暮冬天地闭,正柔木冻折,瑞雪清飞。对景见南山?岭梅露、几点清雅容姿。丹染萼、玉缀枝。又岂使、一阳有私。大抵使、化工独许,使占却先时。
霜威莫苦凌持。此花根性,想群卉争知。贵用在和羹,三春里、不管绿使红非。攀赏处、宜酒卮。醉捻嗅、幽香更奇。
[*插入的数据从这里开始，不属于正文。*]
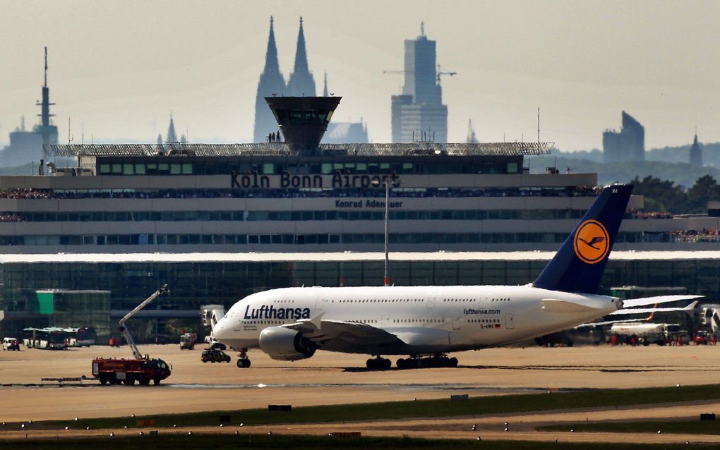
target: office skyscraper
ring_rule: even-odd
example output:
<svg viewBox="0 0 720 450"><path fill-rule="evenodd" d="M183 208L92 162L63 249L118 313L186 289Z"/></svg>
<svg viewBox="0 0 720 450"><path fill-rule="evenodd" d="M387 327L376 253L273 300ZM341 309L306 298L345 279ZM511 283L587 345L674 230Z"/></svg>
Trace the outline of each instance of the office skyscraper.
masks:
<svg viewBox="0 0 720 450"><path fill-rule="evenodd" d="M447 142L448 108L443 104L436 42L425 35L424 24L417 38L405 41L404 74L402 95L391 99L392 141ZM420 133L423 137L418 139Z"/></svg>
<svg viewBox="0 0 720 450"><path fill-rule="evenodd" d="M603 157L606 163L645 161L645 128L623 111L620 131L603 132Z"/></svg>

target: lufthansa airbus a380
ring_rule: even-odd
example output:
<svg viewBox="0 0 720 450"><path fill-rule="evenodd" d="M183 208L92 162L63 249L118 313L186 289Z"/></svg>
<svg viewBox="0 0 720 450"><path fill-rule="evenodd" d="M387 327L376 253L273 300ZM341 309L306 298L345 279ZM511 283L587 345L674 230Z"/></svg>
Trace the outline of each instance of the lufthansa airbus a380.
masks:
<svg viewBox="0 0 720 450"><path fill-rule="evenodd" d="M540 276L525 286L289 287L235 303L213 328L240 353L258 348L295 361L316 350L364 354L369 369L388 369L383 355L408 355L399 369L455 366L452 351L518 342L594 320L622 307L597 295L632 192L613 185L598 197ZM679 296L672 296L672 300ZM691 298L688 296L683 298ZM670 301L632 300L633 306Z"/></svg>

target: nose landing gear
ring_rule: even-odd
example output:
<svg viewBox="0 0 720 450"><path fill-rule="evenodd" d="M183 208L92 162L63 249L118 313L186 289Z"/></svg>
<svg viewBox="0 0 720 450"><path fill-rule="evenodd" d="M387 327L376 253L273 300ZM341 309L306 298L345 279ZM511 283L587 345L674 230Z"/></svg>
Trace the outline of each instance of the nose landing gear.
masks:
<svg viewBox="0 0 720 450"><path fill-rule="evenodd" d="M248 358L248 349L243 348L238 355L238 367L239 369L248 369L251 365L250 358Z"/></svg>
<svg viewBox="0 0 720 450"><path fill-rule="evenodd" d="M381 358L379 355L377 358L368 359L366 364L370 370L387 370L392 365L390 359Z"/></svg>
<svg viewBox="0 0 720 450"><path fill-rule="evenodd" d="M407 359L400 358L396 364L398 369L457 367L457 358L448 358L447 355L435 355L429 358L412 356Z"/></svg>

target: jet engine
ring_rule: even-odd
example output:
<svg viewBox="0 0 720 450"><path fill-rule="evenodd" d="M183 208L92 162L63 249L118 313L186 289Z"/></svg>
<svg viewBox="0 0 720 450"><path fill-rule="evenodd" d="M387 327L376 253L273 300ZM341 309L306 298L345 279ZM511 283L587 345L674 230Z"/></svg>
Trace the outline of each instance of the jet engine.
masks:
<svg viewBox="0 0 720 450"><path fill-rule="evenodd" d="M284 327L270 327L260 333L260 348L273 359L297 361L315 354L318 346L299 332Z"/></svg>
倚阑干、仗何人去,嘱羌管休吹。

城南二首·其二

水满横塘雨过时,一番红影杂花飞。
送春无限情惆怅,身在天涯未得归。

八月二十九日小饮

阴阳在天地,鼓吹犹橐籥。
烦蒸翕已尽,灏气乃浮薄。
群山翠相抱,尘霭如洗濯。
川源亦虚彻,派别归众壑。
嚣音灭蛙蚓,劲意动鵰鹗。
蝇蚊自不容,虽有类钳缚。
驱之旧苦众,忽去宁匪乐。
俯仰自醒然,意适忘体瘼。
天运虽已晏,生物固未剥。
姜芋圃可掘,禾黍田始获。
脱苞紫粟迸,透叶红梨渥。
幽花媚清景,鲜丛耀新萼。
西风动孤格,露晓愈修擢。
能终犯寒沍,讵可忽纤弱。
况当九日近,家酿成已昨。
温颜几杖适,弱质衣冠恪。
闺门自可会,非必千里约。
筝匏出人指,逦迤奋宫角。
初严小人献,终拜长者酢。
清言喜自洽,细故忧可略。
幸无职事顾,况荷租赋薄。
读书有休暇,得醉且吟噱。

百花堤

如玉水中沙,谁为北湖路。
久翳荒草根,未承青霞步。
我为发其枉,修营极幽趣。
发直而砥平,骅骝可驰鹜。
周以百花林,繁香泫清露。
间以绿杨阴,芳风转朝莫。
飞梁凭太虚,嶢榭蹑烟雾。
直通高城颠,海岱归指顾。
为州乏长材,幸岁足秔稌。
与众饱而嬉,陶然无外慕。

百花台

烟波与客同樽酒,风月全家上采舟。
莫问台前花远近,试看何以武陵游。

半山亭

树杪苍崖路屈盘,半崖亭榭午犹寒。
平时举眼看山处,到此凭栏直下看。

穷谷结时雷已动,荒台看处雪玑埋。
崩腾沙雳乘风下,宛转珠玑压雨来。
已激山声如骇浪,更回天色似寒灰。
何繇得见晴辉上,愁放昏昏睡眼开。